Kitty Chiu and her family immigrated to New Zealand from Hong Kong/China in December 1997 and have happily settled in Auckland. Kitty Chiu has a Masters in Business and Administration, Diploma in Business and Diploma in Nursing. Part of her field of interest is presented in the Social Worker National Conference: Chinese Elderly and Spirituality (2001). Her passion is involvement with the Chinese elderly and immigrants. She actively participates in community projects and social development on a voluntary basis. Kitty was the founder and chairman of Evergreen Group – a Chinese elderly social group in Auckland in year 1998. Kitty is the founding member of the Chinese Social Workers Interest Group of ANZASW since year 2000, the Auckland Regional Migrant Services Trust (2002) and Chinese Lifeline Committee (2004).

Kitty will be volunteering herself to join a fund raising working party for setting up the Centre for Asian Health Research & Evaluation (CAHRE) at the School of Population Health, the University of Auckland.

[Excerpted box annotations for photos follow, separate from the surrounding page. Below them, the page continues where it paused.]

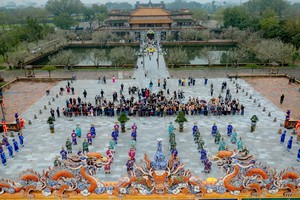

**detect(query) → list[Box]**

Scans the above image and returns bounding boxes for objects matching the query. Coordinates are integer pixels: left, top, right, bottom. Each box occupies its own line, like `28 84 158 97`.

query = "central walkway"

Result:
133 41 170 87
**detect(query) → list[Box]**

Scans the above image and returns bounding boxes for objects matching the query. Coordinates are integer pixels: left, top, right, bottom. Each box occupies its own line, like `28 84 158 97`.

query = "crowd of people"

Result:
56 81 245 117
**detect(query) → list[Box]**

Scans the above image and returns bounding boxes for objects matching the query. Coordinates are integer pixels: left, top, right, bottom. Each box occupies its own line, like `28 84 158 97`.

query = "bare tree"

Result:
254 39 293 65
78 30 92 44
92 31 112 48
166 47 188 67
223 26 242 41
109 47 137 66
7 50 29 68
228 47 249 67
201 47 221 66
252 40 272 65
48 50 79 66
89 49 106 66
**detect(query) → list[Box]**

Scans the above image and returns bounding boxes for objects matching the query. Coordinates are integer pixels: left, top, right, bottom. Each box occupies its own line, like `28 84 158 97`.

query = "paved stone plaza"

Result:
0 79 299 181
0 47 299 181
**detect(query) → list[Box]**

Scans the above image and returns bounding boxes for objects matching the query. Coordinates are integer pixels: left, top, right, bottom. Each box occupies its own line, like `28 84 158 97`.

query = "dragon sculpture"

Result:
115 139 205 195
210 148 300 196
0 139 300 198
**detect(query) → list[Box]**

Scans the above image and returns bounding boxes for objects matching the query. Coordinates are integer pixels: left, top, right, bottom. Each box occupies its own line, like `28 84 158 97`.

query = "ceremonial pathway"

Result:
0 78 299 181
0 47 300 181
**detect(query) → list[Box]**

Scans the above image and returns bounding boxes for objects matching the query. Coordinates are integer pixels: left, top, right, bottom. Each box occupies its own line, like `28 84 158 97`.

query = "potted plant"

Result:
175 111 187 132
47 117 55 133
250 115 259 132
118 112 129 133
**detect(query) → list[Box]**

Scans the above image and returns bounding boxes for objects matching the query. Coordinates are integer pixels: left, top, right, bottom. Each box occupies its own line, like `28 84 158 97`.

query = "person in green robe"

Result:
168 122 175 135
219 137 226 151
198 136 205 152
242 145 249 157
170 139 176 152
230 129 237 144
169 133 176 143
109 139 116 151
215 131 221 144
53 156 61 167
75 124 81 138
82 139 89 154
237 137 244 151
66 138 72 153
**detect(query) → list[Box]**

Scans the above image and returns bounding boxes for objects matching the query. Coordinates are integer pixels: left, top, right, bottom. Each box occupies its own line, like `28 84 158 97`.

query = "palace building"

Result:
101 0 205 40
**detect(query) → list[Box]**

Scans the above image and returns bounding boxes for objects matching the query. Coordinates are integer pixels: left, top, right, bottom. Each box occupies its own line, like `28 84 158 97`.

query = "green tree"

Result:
92 31 112 48
83 7 95 30
89 49 106 66
201 47 221 66
109 47 137 66
292 50 300 65
166 47 188 67
46 0 84 29
42 65 56 78
48 50 79 66
223 7 247 29
0 34 10 61
228 47 249 67
53 13 77 29
292 32 300 48
192 9 208 25
7 49 29 68
92 4 108 26
46 0 84 16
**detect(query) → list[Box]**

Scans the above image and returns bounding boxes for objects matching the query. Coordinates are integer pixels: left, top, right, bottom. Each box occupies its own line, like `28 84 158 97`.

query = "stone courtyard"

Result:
0 78 299 181
0 46 300 181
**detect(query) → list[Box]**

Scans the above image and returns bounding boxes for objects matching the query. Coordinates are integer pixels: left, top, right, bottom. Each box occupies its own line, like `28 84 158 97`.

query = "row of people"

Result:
0 132 24 166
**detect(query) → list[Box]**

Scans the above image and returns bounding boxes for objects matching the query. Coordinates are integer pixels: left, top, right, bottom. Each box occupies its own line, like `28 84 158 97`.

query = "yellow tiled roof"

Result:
129 19 172 24
130 8 170 16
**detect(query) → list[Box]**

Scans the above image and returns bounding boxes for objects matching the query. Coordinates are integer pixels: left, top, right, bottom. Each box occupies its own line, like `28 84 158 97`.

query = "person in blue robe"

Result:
211 123 218 137
6 143 14 158
280 130 286 144
0 150 7 166
287 136 293 151
90 124 96 138
71 130 77 145
60 147 68 160
18 132 24 147
13 139 19 152
227 124 233 137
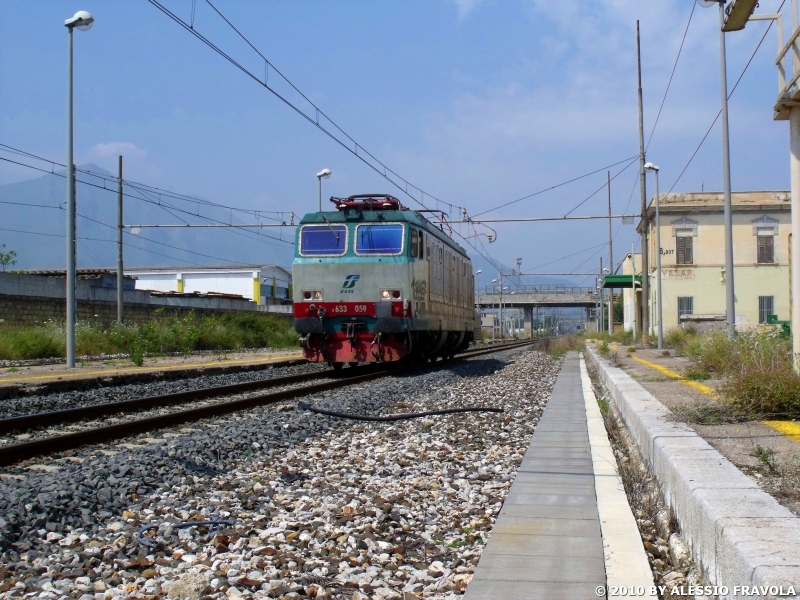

In addition, Kitty is also creating a community project named Chinese Positive Ageing Project to assist local Chinese elderly to achieve fullness of their life in New Zealand. She has been committed to promoting the health and well-being of Chinese people. She is an active and effective practitioner with a big heart. Kitty’s role at work is the Marketing and Strategic Planner of Ora Limited. Her managerial role is to oversee the Marketing Department and to promote the Educational Programme called Kiwi Ora Programme effectively amongst migrant’s communities.

Dr Samson Tse Dr Samson Tse is the Associate Dean International at the Faculty of Medical and Health Sciences, The University of Auckland. Samson also holds the position of Senior Lecturer in Mental Health Development and Director of the Centre for Asian Health Research and Evaluation (CAHRE), School of Population Health, Tamaki Campus. Samson is a native of Hong Kong and has been in New Zealand for over 15 years. He is married with an 11-year old son. The family spent 13 years in Dunedin before settling in Mairangi Bay, Auckland. His research and teaching interests include mental health, psychiatric rehabilitation, Asian health and problem gambling.